Un tavolo scompare per metà in una breccia nel muro e resta sospeso in aria con due delle sue quattro gambe. La torta posta sulla parte esterna si può vedere solo dall’interno, ma si potrebbe mangiare solo sedendosi fuori. All’esterno resta nascosta allo sguardo. Chi è all’interno si chiede come poter arrivare alla torta; chi sta all’esterno si chiede perché c’è un tavolo sospeso in aria. Da entrambi i punti di vista, il tavolo di Cattelan è un problema: sia visto dall’interno, perché indissolubilmente collegato a qualcosa da mangiare che però non si riesce a raggiungere; sia visto dall’esterno, in quanto derubato della sua funzione. Da qualsiasi punto la si osservi, questa installazione è irritante. È divertente da guardare, tuttavia, getta anche una luce significativa sul modo in cui funziona la percezione umana e, al di là di essa, la conoscenza riflettente. Un oggetto quotidiano viene trapiantato in una costellazione intrinsecamente assurda, che suscita curiosità e trasforma una cosa quasi invisibile, perché così normale come un tavolo, in un oggetto di percezione più intensa. L’arguzia dell’installazione non si rivela se la si guarda solo da fuori. Soltanto chi si prende la pena di guardarla dall’interno e dall’esterno capisce di più, senza però comprendere fino in fondo.
Un museo desta curiosità perché è in grado di acuire la percezione, ma per far questo deve infliggere una ferita al corpo del proprio edificio. Anche a quello che si può vedere in un museo si finisce per fare l’abitudine e si sente il bisogno di un cambiamento. Il lavoro di Cattelan è anche un grande gesto di follia. In tutte le ricerche scientifiche serie ci vuole sempre anche un pizzico di humour nero poiché le cose che conosciamo sono sempre molte meno rispetto a quelle ancora da conoscere — non soltanto per quanto riguarda ciò che è ancora da scoprire, ma anche per le innumerevoli forme di conoscenza possibile di ciò che già si conosce. Cattelan fa correre lo spettatore dall’interno verso l’esterno, e poi dall’esterno verso l’interno, come in una ruota per criceti, senza che l’oggetto possa mai essere colto nella sua totalità. O ci si fa irretire dal proprio impulso alla conoscenza o si impara a ridere di sé, a deporre l’accanimento, a vedere la vita come un gioco e a non prendersi troppo sul serio; oppure, se la si vuole prendere seriamente, a diventare umili” (Stefan Scholz).
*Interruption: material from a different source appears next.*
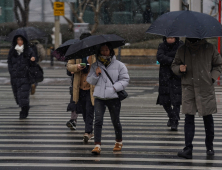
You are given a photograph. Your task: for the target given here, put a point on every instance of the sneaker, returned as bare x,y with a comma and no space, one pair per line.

Cominciato in sordina, forse questo progetto si concluderà in un futuro altrettanto in sordina. Ora, però, da poco tempo c’è un altro lavoro di Cattelan che gira per le sale e attorno all’MMK. È un punk piccolo e tarchiato, terribilmente malridotto e alto solo un metro e mezzo. Ogni tanto si rivolge alle persone in modo volgare, oppure fa il carino e chiede l’elemosina.